The Arab Spring presents challenges that are both intellectual and political.  As with the fall of communism in Eastern Europe in 1989-1990, scholars and policy makers are once again surprised by the speed and scope of the transformation that is shaking the Middle East.  Why did these events occur now?  Why did experts fail to anticipate them?  Are revolutionary changes inherently unpredictable?  Were these regimes as brittle a decade ago as they seem today?  Or did technological change - the widespread ownership of cell phones and the emergence of social networks - undermine authoritarian stability?  Will the Arab Spring be the catalyst for a new, democratic Middle East?

This year's Cline Symposium will provide a retrospective on the Arab Spring that is both conceptual and policy-oriented.  In light of the ongoing transformation in the Middle East, we will examine the conditions under which popular uprisings emerge (Would these  changes occur without the self-immolation that triggered the Tunisian uprising?)  as well as factors that shape their dynamics and success (Are revolutions contagious?  Why have they overthrown dictators in Tunisia and Egypt but not Bahrain and Jordan?); we will consider the role of repression and ideology in authoritarian governance (Does repression instigate or impede protest? Were the aging dictators of the region and their successors too slow to adapt to technological change?); we will discuss the role of economic conditions (Did increasing world food prices play a role?  What about the worldwide financial crisis?), as well as the role of American and European foreign policy (Did the cautious, indirect support that the Obama administration has given to protesters facilitate or slow down the uprisings?).

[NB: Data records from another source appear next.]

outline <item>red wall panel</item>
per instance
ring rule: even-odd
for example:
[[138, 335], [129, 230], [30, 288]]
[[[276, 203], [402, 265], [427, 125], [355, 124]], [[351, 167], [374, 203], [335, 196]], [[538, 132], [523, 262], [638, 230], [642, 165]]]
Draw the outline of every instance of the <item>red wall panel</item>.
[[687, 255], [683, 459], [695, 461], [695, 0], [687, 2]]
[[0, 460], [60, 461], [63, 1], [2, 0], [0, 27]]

The Arab Spring opens the potential for an outcome considered unthinkable just a few years ago by most policy makers, political scientists, and the citizens of the region - a new, democratic Middle East.  Yet a striking feature of these uprisings is the lack of an existing opposition or charismatic revolutionary leaders.  These have been truly popular revolutions.  While the popular character adds legitimacy to the ideals and aspirations of these uprisings, it may also prove a weakness on the path to actual democracy.  Due to decades of severe oppression, the opposition forces in almost every transforming country in the region lack recognized leadership, partisan organization, and coherent political ideology.  In fact, the only organized political force in this region comes from conservative Islamist groups.  Meanwhile, the emergent transitional governments are being formed under the tutelage of defecting, formerly authoritarian elites and their militaries.  Are these societies ready for democratic elections, and if so, when should these be held?  What constitutional framework should they adopt?  What should be the role of the United States in this process?  Will they result in democracy as we know it or a new form of illiberal, Islamic republics?

 

Keynote Speaker Bio:

 

Professor Timur Kuran is the Professor of Economics and Political Science and the Gorter Family Professor of Islamic Studies at Duke University and is one of the world's leading authorities on the dynamics of social revolutions and the effects of Islam on the evolution of political institutions in the Middle East.